Monday, January 6, 2014

Visiting the big City

For New Year's Eve and the few days before it, Johanna and I went to New York to visit her friend. Since Johanna is nice and all and I cleaned my bike since the very muddy Newtown race, I was allowed to bring my bike. We were staying in the Upper West Side, so this would give me an opportunity to go ride New York's first legal mountain bike trails at Highbridge Park. They've been open for awhile now and there are places to ride that are bigger in Queens and Staten Island, too. There was a big deal when these first opened, but I hadn't really heard about them ever since. There was even a race there that Doug et al. won. I found some reviews that weren't particularly favorable.

I'd never been to Highbridge Park before. It's this long skinny park up in Inwood. It's quite big and is home to the oldest bridge still standing in the city. The bridge is being redone as this sort of Highline 2 thing. I was hoping I could cross it, but it's shut. They're building a really awesome skatepark in the park underneath I-95.
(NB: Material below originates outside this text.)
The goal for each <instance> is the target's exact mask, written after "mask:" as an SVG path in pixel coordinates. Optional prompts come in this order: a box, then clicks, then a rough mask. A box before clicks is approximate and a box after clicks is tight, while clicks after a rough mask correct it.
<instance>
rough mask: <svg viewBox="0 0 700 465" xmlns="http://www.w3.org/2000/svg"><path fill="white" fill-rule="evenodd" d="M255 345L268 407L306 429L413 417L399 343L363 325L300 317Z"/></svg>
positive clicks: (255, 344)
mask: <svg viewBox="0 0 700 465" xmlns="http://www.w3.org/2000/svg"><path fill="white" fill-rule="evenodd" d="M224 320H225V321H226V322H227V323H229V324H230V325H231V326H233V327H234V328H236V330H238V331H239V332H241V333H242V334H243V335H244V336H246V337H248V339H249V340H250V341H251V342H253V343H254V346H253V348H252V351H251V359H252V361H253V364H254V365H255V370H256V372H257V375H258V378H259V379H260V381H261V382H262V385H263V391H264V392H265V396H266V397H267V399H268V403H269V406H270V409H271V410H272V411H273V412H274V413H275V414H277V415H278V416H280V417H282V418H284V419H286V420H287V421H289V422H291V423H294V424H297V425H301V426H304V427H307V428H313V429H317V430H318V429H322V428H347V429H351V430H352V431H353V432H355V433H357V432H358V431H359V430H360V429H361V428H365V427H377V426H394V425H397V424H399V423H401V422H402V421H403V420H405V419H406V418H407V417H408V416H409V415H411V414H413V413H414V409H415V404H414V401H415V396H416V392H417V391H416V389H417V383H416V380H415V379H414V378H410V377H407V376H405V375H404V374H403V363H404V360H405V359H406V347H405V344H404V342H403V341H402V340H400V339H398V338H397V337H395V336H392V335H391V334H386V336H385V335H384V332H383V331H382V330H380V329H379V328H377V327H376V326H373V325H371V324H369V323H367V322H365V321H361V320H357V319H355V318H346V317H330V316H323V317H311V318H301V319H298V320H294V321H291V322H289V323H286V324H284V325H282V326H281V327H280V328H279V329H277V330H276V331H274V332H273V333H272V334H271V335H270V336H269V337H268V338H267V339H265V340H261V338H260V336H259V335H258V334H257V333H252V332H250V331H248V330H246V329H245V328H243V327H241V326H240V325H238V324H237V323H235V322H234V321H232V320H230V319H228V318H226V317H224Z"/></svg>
I wasn't totally sure where these trails were, so I started in the southern part of the park and found some vague trails, but not something that people would make a website out of. Lots of elevation change, though. Eventually, I kept going north and found the dirt jumps and the real trails. They were surprisingly technical, especially so on a 'cross bike. Aside from the dirt jumps, though, they were also pretty forgot about: trees down, lots & lots of broken glass and sort of generally unused feeling, which is of course is really weird for trails in the biggest city in the country. You'd think the place would be packed or at least not empty- save some dog walkers, a dude who had just woken up and two friendly kids smoking a blunt. It was sort of cold and it was New Year's Eve, but still. 0% of the Manhattan population wanted to go mountain biking that day? People were riding in Connecticut. It was just especially odd, because I felt like I was riding secret trails around here, but it was a legit place with a map in Manhattan. I'll never understand the big City.

Then I rode to New Jersey.

1 comment:

Tony C said...

Hidden and vacant spaces in cities are kind of magical.